Summer has officially arrived Los Angeles – early last week the temperatures were in the 70’s, later in the week they were in the 90’s, and over the weekend they broke the triple digit barrier – although today it’s cooled off to a relatively brisk 90.
One of the advantages of living in a place that used to pass for a desert is that it cools off at night- the knowledge that once the sun goes down the temperature is going to be in the high 60’s or low 70’s it’s much easier to cope with 100 degrees during the day.
This past weekend, however, nature played a cruel joke on Los Angeles and it didn’t cool off at night so much as become marginally less hot and miserable, but still too hot to sleep.
If I wanted to toss and turn in my sweat-soaked bed at night, struggling to breathe and wondering how to sleep in a bathtub full of cold water without drowning, I’d go to Florida. Or NYC, but at least I could manage to sleep on the fire escape there.
Although I’m not near the beach, which is the preferred place to be when the weather gets this hot, at least I’m not in the San Fernando Valley, which is 10 degrees (or more) hotter. During the summer, I dread going into the Valley even though I sometimes have to do so.

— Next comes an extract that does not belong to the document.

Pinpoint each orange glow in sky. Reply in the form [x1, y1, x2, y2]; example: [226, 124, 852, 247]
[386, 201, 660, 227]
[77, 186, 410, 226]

Since I’m currently on a short enforced vacation due to bursitis in my left shoulder (what I really need to do is take a few weeks off, but right now I can’t do that because there’s not enough money in my account to survive another strike so I’m only taking a couple of days of turbo-rest and I can actually let the thing heal when SAG walk out and I’m unemployed for an entire month. Or four), I decided to take the time to drive up into the valley to go to Contract Services for the I-9 debacle.
Contract Services are the people who keep track of who in the union is in good standing, up to date on safety training and able to work, and a few years ago someone there had a really good idea.
For those of you not in the USA, when you work here you have to fill out a form called the I-9, which is a proof of citizenship/work eligibility. The information required to prove work eligibility is just about all someone else needs to apply for credit in your name, buy a bunch of expensive shit and then not make any of the payments and leaving you to sort it out, which can take years and years and turn just about every hair you have grey.
So, Contract Services decided that we’d all go there once every three years and fill out the I-9 info at the office and they’d keep it on file and not show anyone and the production companies could just give them the list of names and they’d tell them if we were cool or not, and then we wouldn’t have to fill it out the form for each job and subject ourselves to potential hair-greying problems. Saving a couple of trees by reducing the amount of paper required would also have been a good thing.
Except that none of the production companies will accept the Contract Services on-file I-9, so we still have to fill one out each time we start a new show, plus since Contract Services simply will not admit that this program, while a good idea, just. isn’t. working. we still have to go up into the inferno that is Encino once every three years and fill out that stupid fucking redundant form that no one ever accepts. My complaints about this have so far fallen on deaf ears.
Perhaps I should complain louder. Or write someone a very angry letter which would probably be put in the same file as the I-9 and used against me at a later date.
I’ve been getting up at the crack of dawn and not going to the gym because of my shoulder, so I’m starting to bounce off the walls. I’m not working tomorrow, either, but that will be the last day I can afford to be off work so that shoulder better hurry up and get better.
Just for a giggle (and because I’ve been home and able to partially catch up on my internets), Laurie at Crazy Aunt Purl has some hilarious pictures of what San Fernando Valley heat will do to a pillar candle:
I won’t be able to completely catch up on my internets, though – the way I hold my arms when I type hurts that damn high-maintenance shoulder after a while.